Seigneur qu’est ce que je fous ? Il se passe quoi ici ? Le mantra fait un vacarme dans ma tête, comme une sirène, encore et encore, alors que j’enfonce mes ongles dans sa nuque pour le tenir là, et que nous nous battons à travers un b****r. Plus mon corps est rouge de la chaleur entre nous, et plus celle-ci enflamme la fureur s’élevant en moi. Je déteste Everett Shwartz de tout mon souffle, et lorsqu’il m’embrasse, c’est comme s’il absorbait cette haine, puis la recrachait, l’utilisait pour alimenter la guerre tambourinant de nos pulsations alors que nous nous battons. Et c’est une entremelée de lutte et de bagarre presqu’à l’état sauvage.
L’audacieux Everett, avec ses larges mains prend le creux de mes reins et me tire contre lui, tellement proche que la menthe de son soin après-rasage n’est pas uniquement ce que j’arrive à sentir. Il porte de toute évidence du parfum, quelque chose d’acide, comme des agrumes. C’est agréable — trop agréable pour Everett. La dernière chose que je souhaite, c’est d’être bercée par un arôme agréable, je me retire donc de son b****r et tire sa tête en arrière par ses cheveux. J’enfonce mes dents sur le côté de son cou. Le grognement profond provenant de l’estomac qui sort de Everett me fait presque sursauter en le relâchant, mais il ne retire pas sa mains placée derrière mon dos, me contraignant à rester collée contre lui.
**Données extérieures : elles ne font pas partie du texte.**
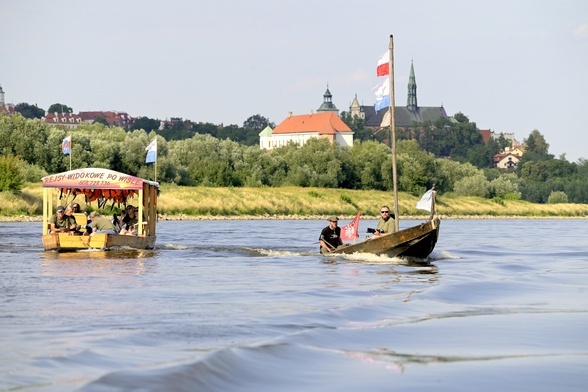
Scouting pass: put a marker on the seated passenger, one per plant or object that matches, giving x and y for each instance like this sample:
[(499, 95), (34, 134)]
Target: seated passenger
[(129, 222), (101, 224), (60, 222)]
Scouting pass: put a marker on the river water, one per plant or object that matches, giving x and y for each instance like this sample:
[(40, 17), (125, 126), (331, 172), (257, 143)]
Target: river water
[(251, 306)]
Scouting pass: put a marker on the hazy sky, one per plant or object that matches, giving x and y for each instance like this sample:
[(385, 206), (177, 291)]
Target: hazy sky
[(511, 66)]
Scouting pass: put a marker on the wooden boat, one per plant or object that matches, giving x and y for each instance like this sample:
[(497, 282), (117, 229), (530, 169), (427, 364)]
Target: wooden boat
[(417, 241), (102, 186)]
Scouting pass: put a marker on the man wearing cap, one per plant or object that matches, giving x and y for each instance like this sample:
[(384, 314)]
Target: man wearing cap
[(386, 223), (61, 223), (330, 236)]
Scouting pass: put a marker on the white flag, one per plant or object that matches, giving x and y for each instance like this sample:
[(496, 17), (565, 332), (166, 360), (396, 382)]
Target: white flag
[(426, 201)]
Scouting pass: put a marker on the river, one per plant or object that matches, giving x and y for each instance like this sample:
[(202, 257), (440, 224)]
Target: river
[(239, 305)]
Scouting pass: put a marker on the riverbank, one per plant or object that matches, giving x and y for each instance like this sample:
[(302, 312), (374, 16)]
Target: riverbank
[(205, 203)]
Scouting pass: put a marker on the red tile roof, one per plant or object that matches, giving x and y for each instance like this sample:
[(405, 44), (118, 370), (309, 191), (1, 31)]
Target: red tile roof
[(327, 123)]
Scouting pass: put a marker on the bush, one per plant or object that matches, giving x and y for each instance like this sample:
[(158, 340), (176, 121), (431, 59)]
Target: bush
[(556, 197), (476, 185), (11, 178), (31, 173)]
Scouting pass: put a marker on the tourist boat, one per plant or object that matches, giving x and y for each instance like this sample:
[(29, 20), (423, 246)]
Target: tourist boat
[(417, 241), (106, 188)]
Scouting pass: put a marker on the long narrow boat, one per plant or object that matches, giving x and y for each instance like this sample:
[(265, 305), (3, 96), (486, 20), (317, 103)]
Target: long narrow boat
[(107, 188), (417, 241)]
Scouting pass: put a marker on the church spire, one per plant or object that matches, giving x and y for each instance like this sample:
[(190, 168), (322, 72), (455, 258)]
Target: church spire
[(328, 105), (411, 103)]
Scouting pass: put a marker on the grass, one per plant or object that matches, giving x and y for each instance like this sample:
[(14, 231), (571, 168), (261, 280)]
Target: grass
[(203, 202)]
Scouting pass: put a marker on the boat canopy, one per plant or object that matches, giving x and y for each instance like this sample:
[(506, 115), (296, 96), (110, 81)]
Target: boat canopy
[(95, 178)]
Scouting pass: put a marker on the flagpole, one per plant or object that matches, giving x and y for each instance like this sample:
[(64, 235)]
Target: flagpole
[(70, 151), (393, 130)]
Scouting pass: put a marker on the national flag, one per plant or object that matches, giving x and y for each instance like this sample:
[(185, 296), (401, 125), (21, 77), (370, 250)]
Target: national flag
[(350, 231), (382, 92), (383, 67), (151, 152), (426, 201), (66, 145)]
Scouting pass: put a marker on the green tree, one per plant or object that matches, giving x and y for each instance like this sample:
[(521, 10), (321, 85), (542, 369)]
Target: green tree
[(257, 122), (536, 143), (557, 197), (11, 178), (59, 108)]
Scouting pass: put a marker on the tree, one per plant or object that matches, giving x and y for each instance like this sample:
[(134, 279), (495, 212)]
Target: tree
[(536, 143), (59, 108), (10, 177), (257, 122), (29, 111)]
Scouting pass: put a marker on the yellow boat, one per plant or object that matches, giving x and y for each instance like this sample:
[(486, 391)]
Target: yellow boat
[(102, 186)]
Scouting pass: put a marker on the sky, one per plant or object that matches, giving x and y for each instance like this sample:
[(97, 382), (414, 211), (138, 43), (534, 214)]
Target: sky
[(508, 65)]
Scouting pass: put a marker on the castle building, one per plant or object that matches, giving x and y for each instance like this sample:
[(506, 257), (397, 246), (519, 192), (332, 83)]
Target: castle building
[(298, 129)]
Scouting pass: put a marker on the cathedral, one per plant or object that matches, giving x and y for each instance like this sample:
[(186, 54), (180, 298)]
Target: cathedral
[(405, 116)]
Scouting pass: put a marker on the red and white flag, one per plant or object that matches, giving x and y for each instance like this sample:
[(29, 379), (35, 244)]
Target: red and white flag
[(350, 231), (383, 64)]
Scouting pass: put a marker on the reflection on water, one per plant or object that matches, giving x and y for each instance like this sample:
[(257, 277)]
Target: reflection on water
[(111, 262), (253, 307)]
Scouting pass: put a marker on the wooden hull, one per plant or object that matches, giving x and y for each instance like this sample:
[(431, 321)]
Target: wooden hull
[(417, 241), (63, 242)]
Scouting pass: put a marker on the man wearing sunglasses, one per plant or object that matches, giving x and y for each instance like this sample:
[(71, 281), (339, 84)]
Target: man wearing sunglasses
[(62, 223), (386, 223)]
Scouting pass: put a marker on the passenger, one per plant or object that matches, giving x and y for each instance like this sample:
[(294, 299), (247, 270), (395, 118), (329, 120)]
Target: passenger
[(61, 223), (386, 223), (101, 224), (129, 222), (76, 228), (330, 237)]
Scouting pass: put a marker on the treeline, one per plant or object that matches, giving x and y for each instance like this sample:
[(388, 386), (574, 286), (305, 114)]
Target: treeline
[(34, 148)]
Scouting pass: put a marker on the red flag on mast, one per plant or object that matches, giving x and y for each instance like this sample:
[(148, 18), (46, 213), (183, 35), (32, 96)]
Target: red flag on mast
[(350, 231)]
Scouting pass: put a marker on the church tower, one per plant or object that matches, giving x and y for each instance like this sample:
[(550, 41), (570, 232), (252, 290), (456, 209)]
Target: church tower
[(327, 105), (411, 103), (356, 110)]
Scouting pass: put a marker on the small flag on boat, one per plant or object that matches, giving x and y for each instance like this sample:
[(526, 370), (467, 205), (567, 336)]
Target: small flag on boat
[(426, 201), (383, 64), (66, 145), (151, 152), (350, 231)]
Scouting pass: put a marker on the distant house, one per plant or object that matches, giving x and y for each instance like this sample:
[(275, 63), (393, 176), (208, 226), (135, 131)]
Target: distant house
[(299, 129), (120, 119), (65, 119), (506, 160), (404, 116)]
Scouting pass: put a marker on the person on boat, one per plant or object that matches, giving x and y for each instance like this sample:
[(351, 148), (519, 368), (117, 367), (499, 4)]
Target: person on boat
[(101, 224), (69, 211), (386, 223), (330, 237), (130, 221), (60, 222)]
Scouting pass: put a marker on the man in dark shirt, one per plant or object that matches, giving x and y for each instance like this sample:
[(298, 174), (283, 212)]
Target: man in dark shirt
[(61, 223), (330, 236)]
Je le sens dur en dessous. Je veux être dégoutée, mais mon corps vibre suite à cette prise de conscience. Même si je déteste le reconnaitre, il n’est pas le seul à souffrir d’excitation à présent.
C’était quand la dernière fois que j’ai été excité de la sorte ? Non, je ne dois pas y penser. Je n’ai simplement jamais eu le temps pour… tout cela. J’en ai même rarement eu, ne serait-ce que dans l’intimité de ma chambre, et encore moins avec d’autres personnes. Je n’ai jamais vraiment cru en la sainteté du s**e, mais ça n’importe probablement pas étant donné que je n’ai jamais véritablement eu le temps ni l’énergie de l’atteindre. C’est probablement une bonne chose, puisque la première fois que je m’en vais faire l’expérience avec quelqu’un se révèle être échange quasi primitif de s**e et de haine.
« Il s’agit donc d’un oui ? », dit-il comme s’il n’avait toujours pas récupéré son souffle. Bien. Je suis plus que lasse de son impudence.
Il ne faut pas que j’y pense avant de savoir que cela va arriver. Ça n’empêche pas mon cerveau de tourner à toute allure quand même. Bien que je n’ai peut-être jamais couché avec qui que ce soit auparavant, je suis loin d’être ignorante. Il y a une foule d’informations sur le sujet sur internet, et je n’ai connu que les données et les informations toute ma vie durant.
Indépendamment de moi, mon corps s’impatiente de poursuivre les choses comme prévu, et je suis déjà sous contraception pour ma santé. C’est effroyable que ça doive avoir lieu avec ce p****n de Everett Shwartz, peu importe à quel point il est beau, mais au moins je sais que les palpitations dans ma poitrine ne viennent que de l’adrénaline. Parce que c’est Everett, je ne me sens ni nerveuse ni novice. Pour moi il ne s’agit pas encore de s**e. Il ne s’agit que de pouvoir et je n’existe que pour en cultiver.
Je jette un coup d’œil rapide sur les marques rouges profondes sur le côté de sa nuque et j’en tire une petite réjouissance personnelle. « Continue d’avoir de ces interrogations stupides, et j’en conclurai que tu n’es pas à même d’achever la besogne que tu as entamé. »
Il sourit à nouveau de ce sourire que je connais si bien. Dans mon dos, sa main entreprenante descend plus et l’autre rejoint la première, attrapant le gonflement de mes fesses et m’approchant au point où je me familiarise avec la marque de son érection piégée. La jupe crayon ne lui permet pas de mettre une cuisse entre les miennes, et au moment il y pense, il change d’approhe.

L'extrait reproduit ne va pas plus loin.